A question came up about feeling that weekends were getting in the way of running the business and Jack said he hates showering because it takes up valuable time. The board agreed that people with the drive succeed when they put in the effort. Jack likes to bring good people into his team and let them work hard and experience the excitement and process, and pay them well. Leaders exploit their skills and then hire people into the team to bring in missing skills until all pieces of the puzzle are in place. A point was made that a 1 - 15 person company can be mangaged by one person at the top, but anything above that requires layers of management and you have to be ready for the growth. Jack talked about plateaus, you get to a point and support that, then jump to the next one.
Andrew McClary told us about his experiences in the world of television and how it led to his new startup of a consumer-oriented hot rod electric conversion shop which will be supported by his video skills.
George said if you fail one time and quit, that's sad. Jack believes he can objectively analyze his failures and use that information for the next thing.
A question came up about product liability and George says he has Product Liability Insurance. Jack says he had to have insurance in certain circumstances, but avoids it when possible as it attracts lawsuits and lawwers.
We then headed down to the park for the public car show. Just a few pictures as I took a bunch of most of the same cars last year. A lot of interested people showed up to check out the cars and ask questions. Dave Hrivnak, with the blue Tesla Roadster, gave an interview to a young woman from college radio station, and then gave her a ride. She came back with the expected EV grin! I can't find a link to the interview, so if you find it, let me know.
We then drove in a police escorted parade through town back to the hotel, where we posed the cars and took some group pictures.
And a little video of the celebration!
After a short nap, we then headed back to the Show Me Center for the banquet and awards.
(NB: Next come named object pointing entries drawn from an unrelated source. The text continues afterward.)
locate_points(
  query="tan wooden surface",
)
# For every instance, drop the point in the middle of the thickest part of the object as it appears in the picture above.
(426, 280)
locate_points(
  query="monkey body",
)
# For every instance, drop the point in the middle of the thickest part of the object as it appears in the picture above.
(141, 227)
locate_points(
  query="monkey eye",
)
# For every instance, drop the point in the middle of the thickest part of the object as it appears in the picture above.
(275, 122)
I forgot to take pictures! At about midnight I stumbled back to the hotel to get some much needed sleep before leaving for the airport in the morning.
One thing to note is Jack did not announce EVCCON 2013! He discussed this in the video he released after the show, saying he took a loss on the show again and isn't sure if it's worth the time and effort, and if it should stay in the same format or change. Richard wants people to call him and give him support to run it again. Keep watching EVTV to see how things firm up.